# Automate the Excel workbook linked to PMP Dashboard

In [1]:
import geopandas as gpd
import numpy as np
import pandas as pd
from calitp import *
from shared_utils import utils

# Formatting the nb
pd.options.display.max_columns = 100
pd.set_option("display.max_rows", None)
pd.set_option("display.max_colwidth", None)



In [2]:
GCS_FILE_PATH = "gs://calitp-analytics-data/data-analyses/pmp_dashboard/"

## Load in data
### Load manually cleaned df so I can reference 

In [3]:
# DF that William manipulated
FILE_NAME_1 = "PMP Summary Report Data.xlsx"

In [4]:
# Sheets in William's notebook that I want
sheets_list = ["Fund by Division Data", "TPSOE Data", "Timeline Data", "PSOE Timeline"]

In [5]:
dict_df1 = pd.read_excel(f"{GCS_FILE_PATH}{FILE_NAME_1}", sheet_name=sheets_list)

In [6]:
division_df = to_snakecase(dict_df1.get("Fund by Division Data"))
tpsoe_df = to_snakecase(dict_df1.get("TPSOE Data"))
timeline_df = to_snakecase(dict_df1.get("Timeline Data"))
psoe_df = to_snakecase(dict_df1.get("PSOE Timeline"))

### Load in & clean data for each accounting period

In [7]:
div_crosswalks= {
            "State & Fed Mass Trans": "DRMT",
            "Statewide Planning": "DOTP",
            "Research": "DRISI",
            "PSR/PSSR Development": "DOTP",
            "Rail": "DRMT",
            "Planning Administration": "DOTP",
            "Regional Planning": "DOTP",
        }

In [8]:
'''
Each time I receive a new data for each accounting period and 
#load data into function import_raw_data, the dataframe will be 
#appended onto this list
'''
my_clean_dataframes = []

In [9]:
unwanted_appropriations = ["22105"]
    

In [10]:
def import_raw_data(file_name: str, name_of_sheet: str, appropriations_to_filter: list):
    
    '''
    Name_of_sheet: name of Excel tab that contains data
    Appropriations_to_filter: certain appropriations are filtered out
    but this is subject to change. A list of what to filter allows for 
    flexibility.
    '''
    
    # Read in file
    df = pd.read_excel(f"{GCS_FILE_PATH}{file_name}", sheet_name=name_of_sheet)

    # Get rid of the unnecessary header info
    # Stuff like "Enterprise Datalink Production download as of 05/23/2022"
    df = df.iloc[13:].reset_index(drop=True)

    # The first row contains column names
    df.columns = df.iloc[0]

    # Drop the first row as they are now column names
    df = df.drop(df.index[0]).reset_index(drop=True)
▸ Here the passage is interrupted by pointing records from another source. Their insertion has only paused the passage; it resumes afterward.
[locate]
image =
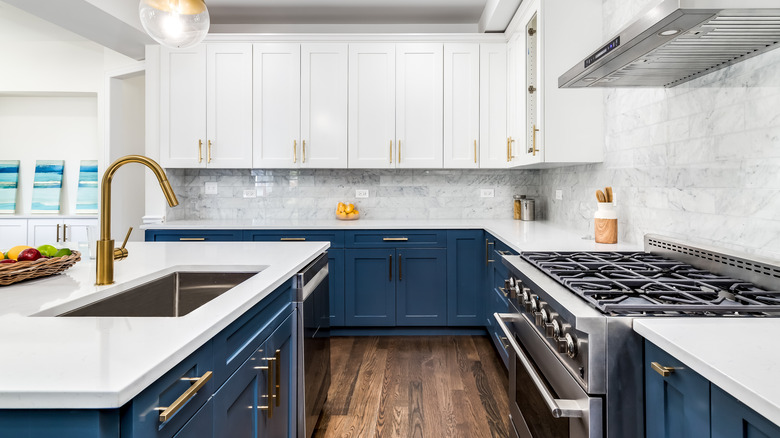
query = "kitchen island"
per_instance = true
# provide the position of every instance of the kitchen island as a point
(103, 362)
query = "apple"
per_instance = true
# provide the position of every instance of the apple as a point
(29, 254)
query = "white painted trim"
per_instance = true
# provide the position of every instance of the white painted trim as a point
(357, 38)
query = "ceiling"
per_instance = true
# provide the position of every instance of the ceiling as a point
(345, 11)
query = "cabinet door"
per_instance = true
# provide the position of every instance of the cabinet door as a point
(461, 106)
(419, 101)
(465, 277)
(183, 141)
(12, 232)
(732, 419)
(276, 105)
(324, 106)
(421, 289)
(370, 287)
(229, 105)
(280, 345)
(371, 105)
(676, 406)
(493, 106)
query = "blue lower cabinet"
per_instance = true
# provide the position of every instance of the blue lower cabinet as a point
(466, 268)
(336, 287)
(258, 399)
(421, 287)
(732, 419)
(200, 425)
(676, 405)
(370, 287)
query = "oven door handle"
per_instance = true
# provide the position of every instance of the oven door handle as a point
(559, 408)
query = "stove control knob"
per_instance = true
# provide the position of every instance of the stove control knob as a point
(571, 345)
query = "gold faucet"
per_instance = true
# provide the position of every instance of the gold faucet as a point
(106, 253)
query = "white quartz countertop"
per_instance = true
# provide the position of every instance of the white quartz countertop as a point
(89, 362)
(519, 235)
(735, 354)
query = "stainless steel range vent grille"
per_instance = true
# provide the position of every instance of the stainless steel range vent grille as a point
(711, 46)
(763, 274)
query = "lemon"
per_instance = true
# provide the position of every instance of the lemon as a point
(62, 252)
(13, 253)
(47, 250)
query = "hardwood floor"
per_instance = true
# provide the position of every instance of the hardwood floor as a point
(432, 386)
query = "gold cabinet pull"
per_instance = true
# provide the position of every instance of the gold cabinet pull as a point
(662, 370)
(533, 149)
(278, 362)
(188, 394)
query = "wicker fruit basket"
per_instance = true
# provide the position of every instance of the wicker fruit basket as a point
(13, 272)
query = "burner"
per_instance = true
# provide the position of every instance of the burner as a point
(638, 283)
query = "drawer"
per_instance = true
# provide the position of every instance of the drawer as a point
(193, 235)
(140, 416)
(234, 344)
(336, 238)
(396, 238)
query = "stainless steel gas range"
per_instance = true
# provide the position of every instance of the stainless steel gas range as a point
(576, 365)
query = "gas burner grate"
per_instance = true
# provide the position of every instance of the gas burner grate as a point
(638, 283)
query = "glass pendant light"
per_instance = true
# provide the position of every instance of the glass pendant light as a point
(176, 24)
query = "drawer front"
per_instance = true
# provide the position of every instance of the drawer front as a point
(336, 238)
(193, 235)
(396, 239)
(234, 344)
(141, 417)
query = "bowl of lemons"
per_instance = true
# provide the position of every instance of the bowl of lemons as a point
(347, 212)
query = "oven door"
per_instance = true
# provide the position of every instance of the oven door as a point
(545, 401)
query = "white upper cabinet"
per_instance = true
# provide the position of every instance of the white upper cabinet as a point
(372, 105)
(553, 126)
(461, 105)
(493, 145)
(206, 106)
(276, 105)
(419, 112)
(323, 106)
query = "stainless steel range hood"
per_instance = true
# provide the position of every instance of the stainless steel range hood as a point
(680, 40)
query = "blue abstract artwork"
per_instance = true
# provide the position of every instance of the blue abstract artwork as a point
(86, 199)
(47, 186)
(9, 181)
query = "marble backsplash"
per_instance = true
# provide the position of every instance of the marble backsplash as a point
(700, 161)
(314, 193)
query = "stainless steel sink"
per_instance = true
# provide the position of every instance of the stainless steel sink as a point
(175, 295)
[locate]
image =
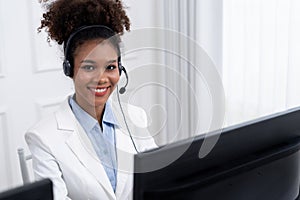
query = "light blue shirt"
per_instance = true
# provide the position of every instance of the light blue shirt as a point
(103, 141)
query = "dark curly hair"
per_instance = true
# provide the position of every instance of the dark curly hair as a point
(65, 16)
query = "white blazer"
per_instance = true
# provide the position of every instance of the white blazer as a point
(62, 151)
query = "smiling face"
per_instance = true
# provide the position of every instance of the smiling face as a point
(95, 75)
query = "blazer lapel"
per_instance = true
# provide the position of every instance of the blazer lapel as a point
(125, 155)
(80, 145)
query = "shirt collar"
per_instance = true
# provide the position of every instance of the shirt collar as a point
(86, 120)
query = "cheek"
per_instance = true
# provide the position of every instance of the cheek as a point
(115, 78)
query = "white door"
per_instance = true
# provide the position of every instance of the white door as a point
(31, 81)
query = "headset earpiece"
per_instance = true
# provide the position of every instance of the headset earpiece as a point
(120, 66)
    # Drop rows with NA in the certain cols,
    # Since those are probably the grand totals tagged at the end of the Excel sheet
    df = df.dropna(subset=["Appr Catg", "Appr", "PEC Class", "PEC Class Description"])
    
    # Snakecase
    df = to_snakecase(df)
    
    # Rename columns to mimc dashboard
    df = df.rename(
        columns={
            "pec_class_description": "division",
            "ps_alloc": "ps_allocation",
            "ps_exp": "ps_expenditure",
            "ps_bal": "ps_balance",
            "total_projected_%": "total_%_expended",
            "oe_alloc": "oe_allocation",
            "oe_enc": "oe_encumbrance",
            "oe_exp": "oe_expenditure",
            "appr": "appropriation",
            "total_expended___encumbrance": "total_expenditure",
            "oe_bal_excl_pre_enc": "oe_balance",
            "oe__enc_+_oe_exp_projection": "oe_enc_+_oe_exp_projection",
        }
    )
    
    # Certain appropriation(s) are filtered out:
    df = df[
    ~df.appropriation.isin(appropriations_to_filter)]
    
    # Narrow down division names
    df["division"] = df["division"].replace(div_crosswalks)
    
    #Adding dataframe to an empty list
    my_clean_dataframes.append(df)
    
    return df

In [11]:
ap4 = import_raw_data("AP4.xls", "Download", unwanted_appropriations)

In [12]:
ap7 = import_raw_data("AP7.xls", "Download", unwanted_appropriations)

In [13]:
ap11 = import_raw_data( "FY 2122 AP12_Closed_PMP Summary Report.022822_Updated.xlsx", "Raw Data AP12 Closed", unwanted_appropriations)

In [14]:
len(my_clean_dataframes)

3

## Fund by Division Data
* Attempt to mimic William's processed sheet called "division df"
* This dataframe is AP 11 with some stuff filtered

In [16]:
def fund_by_division_data(df):
    # Drop excluded cols
    excluded_cols = ["appr_catg", "act__hours", "py_pos_alloc"]
    df = ap11.drop(columns=excluded_cols)
    
    # Add a blank column for notes
    df["notes"] = np.nan
    
    return df

In [17]:
# Start of script
# Drop excluded cols
excluded_cols = ["appr_catg", "act__hours", "py_pos_alloc"]
division_test = ap11.drop(columns=excluded_cols)

In [18]:
# Add a blank column for notes
division_test["notes"] = np.nan

In [19]:
# Filter out for the appropriations
unwanted_appropriations = ["1850522", "22102", "22105"]

In [20]:
# filter them all out at once.
division_test = division_test[
    ~division_test.appropriation.isin(unwanted_appropriations)
]

### Double checking: William's vs mine

In [21]:
test = set(division_test.appropriation.unique().tolist())
actual = set(division_df.appropriation.unique().tolist())

In [22]:
division_test.division.unique().tolist()

['Local Assistance', 'DRMT', 'DOTP', 'Aeronautics', 'DRISI']

In [23]:
division_df.division.unique().tolist()

['Aeronautics', 'Local Assistance', 'DRISI', 'DRMT', 'DOTP']

In [24]:
actual - test

set()

In [25]:
test - actual

set()

In [26]:
#division_test[['appropriation','ps_allocation']].sort_values(['appropriation', 'ps_allocation'])

In [27]:
#division_df[['appropriation','ps_allocation']].sort_values(['appropriation', 'ps_allocation'])

In [28]:
division_df.loc[division_df["appropriation"] == "22030"]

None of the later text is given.